TPDD · November 12, 2023, 11:58am

It’s just because you use the number printed on screen as your scale parameter, but not scale parameter itself which will cause numerical error w.r.t. scale parameter, hence the difference between the original result and result you calculate.
Please try the following code and have a look whether you can correct your result.

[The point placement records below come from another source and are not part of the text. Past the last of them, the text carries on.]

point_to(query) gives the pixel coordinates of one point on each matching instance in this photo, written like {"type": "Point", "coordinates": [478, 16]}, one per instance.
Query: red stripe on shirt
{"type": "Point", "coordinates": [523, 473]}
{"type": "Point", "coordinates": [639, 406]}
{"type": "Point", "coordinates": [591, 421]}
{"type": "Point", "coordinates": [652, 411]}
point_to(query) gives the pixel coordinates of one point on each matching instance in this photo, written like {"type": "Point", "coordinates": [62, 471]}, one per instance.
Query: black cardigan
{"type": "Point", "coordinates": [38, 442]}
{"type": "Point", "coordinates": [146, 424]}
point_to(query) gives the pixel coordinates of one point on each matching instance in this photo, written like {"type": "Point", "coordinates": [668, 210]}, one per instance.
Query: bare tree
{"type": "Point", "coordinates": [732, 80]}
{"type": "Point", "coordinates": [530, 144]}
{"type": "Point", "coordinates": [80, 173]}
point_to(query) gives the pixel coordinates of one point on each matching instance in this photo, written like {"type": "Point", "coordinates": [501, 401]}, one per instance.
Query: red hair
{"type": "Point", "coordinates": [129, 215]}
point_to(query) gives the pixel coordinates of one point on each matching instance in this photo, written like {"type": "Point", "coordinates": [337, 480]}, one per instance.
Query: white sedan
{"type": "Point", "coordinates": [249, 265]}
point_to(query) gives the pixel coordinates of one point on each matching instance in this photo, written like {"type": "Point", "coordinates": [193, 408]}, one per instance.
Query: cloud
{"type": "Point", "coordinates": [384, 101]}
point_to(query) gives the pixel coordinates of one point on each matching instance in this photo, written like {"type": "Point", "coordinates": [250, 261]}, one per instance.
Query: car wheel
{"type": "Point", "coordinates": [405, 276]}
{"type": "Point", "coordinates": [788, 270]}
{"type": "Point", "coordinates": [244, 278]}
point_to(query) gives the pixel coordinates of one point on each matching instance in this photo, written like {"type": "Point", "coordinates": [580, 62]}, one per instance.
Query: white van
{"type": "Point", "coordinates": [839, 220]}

qx = activations[1]['input'][0].int_repr()
wx = net.conv1.weight().int_repr()

sinput = activations[1]['input'][0].q_scale()
sweight = activations[1]['module'].weight().q_per_channel_scales()[0]
soutput = activations[1]['module'].scale
zinput = activations[1]['input'][0].q_zero_point()
zweight = activations[1]['module'].weight().q_per_channel_zero_points()[0]
zoutput = activations[1]['module'].zero_point

bias = activations[1]['module'].bias()
qbias = torch.round(bias / (sinput * sweight))

qoutput = qx * wx + qbias
qoutput = torch.round(qoutput * sinput * sweight / soutput + zoutput)
qoutput = torch.clamp(qoutput, 0, 127)
print((activations[1]['output'].int_repr() == qoutput).sum())

And the result in my implementation is

>>>tensor(64)

which means our experiment results match exactly with the original results.